Les façons dont nous entrons en relation avec nos familles se sont développées au fil du temps, puis elles se sont consolidées voire rigidifiées et étendues à l’extérieur de la cellule familiale. Les réunions de famille sont l’occasion de travailler sur un ou deux éléments, tout en ayant un peu de compassion pour soi même : en effet, modifier ces types d’interactions prend du temps.

  • Définir ses propres limites est d’une importance cruciale, car cela contribue à modifier cette place porteuse de frustrations qui prend sa fonction dans l’engrenage familial. Cela ne signifie pas qu‘il soit nécessaire (ni souhaitable !) de dire non dès que vous sentez monter de l’agacement ; la capacité à dire « non » est bien entendu à développer, mais cela peut tout à fait être une voix intérieure qui vous guide dans vos actions. Pour définir ces limites, il faut donc être à l’écoute de soi-même, de ce que l’on ressent et être bien clair avec ce qui nous dérange. Alors, on peut réfléchir à 1) ce qui vous pèse dans vos relations familiales 2) ce que vous ne voulez plus jamais vivre/supporter.
  • Se donner des objectifs pour les vacances à venir, comme par exemple : essayer de ne pas sur-réagir aux réflexions de mon frère, tenter de ne pas tout faire comme ma mère le voudrait, cesser de satisfaire tout le monde alors que ça m’épuise etc. L’idée est de montrer à l’enfant de cinq ans qui est en vous que vous êtes adulte maintenant, que vous avez grandi et c’est votre tour de vous exprimer.
  • Si la conversation dérape et que vous sentez que cela devient intenable, plutôt que d’entrer en conflit ouvert, utilisez un code que vous aurez préparé en amont et partagé avec vos enfants et/ou votre partenaire « j’ai un peu mal au ventre, je dois sortir un peu ! ». De cette façon, ils comprendront votre sortie soudaine et vous-même pourrez vous sentir plus à l’aise sachant que cette issue de secours est à votre portée.
  • Ayez des aspirations réalistes : cela passe par la nécessité de voir vos proches tels qu’ils sont et non tels que vous rêvez qu’ils deviennent. Des espoirs irréalistes mènent forcément tout droit à la déception, au ressentiment et à la tristesse. Passer de bons moments en famille implique alors de cesser d’attendre ce que les autres ne sont pas en mesure de vous donner – et que vous pouvez recevoir par le biais d’autres relations.

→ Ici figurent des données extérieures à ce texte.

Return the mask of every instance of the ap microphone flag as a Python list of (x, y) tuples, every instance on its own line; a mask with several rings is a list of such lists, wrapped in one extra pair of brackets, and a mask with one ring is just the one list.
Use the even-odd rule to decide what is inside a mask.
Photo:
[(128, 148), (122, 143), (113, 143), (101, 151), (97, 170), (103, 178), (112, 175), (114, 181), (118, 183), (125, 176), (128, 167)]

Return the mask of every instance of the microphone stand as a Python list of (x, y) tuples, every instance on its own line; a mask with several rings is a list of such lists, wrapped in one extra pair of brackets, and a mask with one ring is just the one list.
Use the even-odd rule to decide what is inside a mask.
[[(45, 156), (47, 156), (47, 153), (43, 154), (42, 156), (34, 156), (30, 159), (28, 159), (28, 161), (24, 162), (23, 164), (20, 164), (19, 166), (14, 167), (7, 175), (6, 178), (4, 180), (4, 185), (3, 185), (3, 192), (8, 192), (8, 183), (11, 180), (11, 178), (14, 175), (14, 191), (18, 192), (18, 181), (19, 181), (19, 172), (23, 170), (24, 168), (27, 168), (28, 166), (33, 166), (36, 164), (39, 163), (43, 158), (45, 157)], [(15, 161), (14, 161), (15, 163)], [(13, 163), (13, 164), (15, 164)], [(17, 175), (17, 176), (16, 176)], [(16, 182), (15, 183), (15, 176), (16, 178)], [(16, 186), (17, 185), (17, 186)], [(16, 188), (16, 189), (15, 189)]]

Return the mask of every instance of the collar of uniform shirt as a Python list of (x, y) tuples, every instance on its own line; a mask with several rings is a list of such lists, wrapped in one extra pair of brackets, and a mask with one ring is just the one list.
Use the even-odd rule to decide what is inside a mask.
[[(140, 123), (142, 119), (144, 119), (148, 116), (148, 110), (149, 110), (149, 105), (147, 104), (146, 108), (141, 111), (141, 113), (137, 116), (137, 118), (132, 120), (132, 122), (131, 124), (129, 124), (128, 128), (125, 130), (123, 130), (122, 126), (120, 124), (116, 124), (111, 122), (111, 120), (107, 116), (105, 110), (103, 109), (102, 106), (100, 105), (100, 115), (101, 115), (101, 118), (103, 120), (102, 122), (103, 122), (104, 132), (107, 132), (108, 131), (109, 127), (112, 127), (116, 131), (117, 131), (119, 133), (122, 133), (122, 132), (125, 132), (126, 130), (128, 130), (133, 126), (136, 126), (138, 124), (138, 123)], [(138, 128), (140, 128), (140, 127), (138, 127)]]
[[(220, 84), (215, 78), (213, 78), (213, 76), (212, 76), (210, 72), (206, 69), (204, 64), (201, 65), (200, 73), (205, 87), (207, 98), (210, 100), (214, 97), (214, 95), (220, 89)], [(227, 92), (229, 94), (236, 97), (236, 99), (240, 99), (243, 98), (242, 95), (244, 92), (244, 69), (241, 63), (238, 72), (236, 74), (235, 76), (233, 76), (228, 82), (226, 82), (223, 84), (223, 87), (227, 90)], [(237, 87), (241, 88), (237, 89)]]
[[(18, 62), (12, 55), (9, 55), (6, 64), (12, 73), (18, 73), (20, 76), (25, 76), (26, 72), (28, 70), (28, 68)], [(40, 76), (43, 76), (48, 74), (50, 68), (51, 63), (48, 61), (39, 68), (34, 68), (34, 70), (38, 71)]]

Les fêtes sont aussi l’occasion de construire et de renforcer les liens. Pourquoi ne pas essayer de créer davantage de connections agréables, comme par exemple proposer une activité qui implique l’attention conjointe, faire une promenade en famille, s’engager dans une activité collective et surtout, jouer ! Vous aurez ainsi contribué à développer de l’attachement sécure à travers des interactions qui vous laisseront de biens meilleurs souvenirs.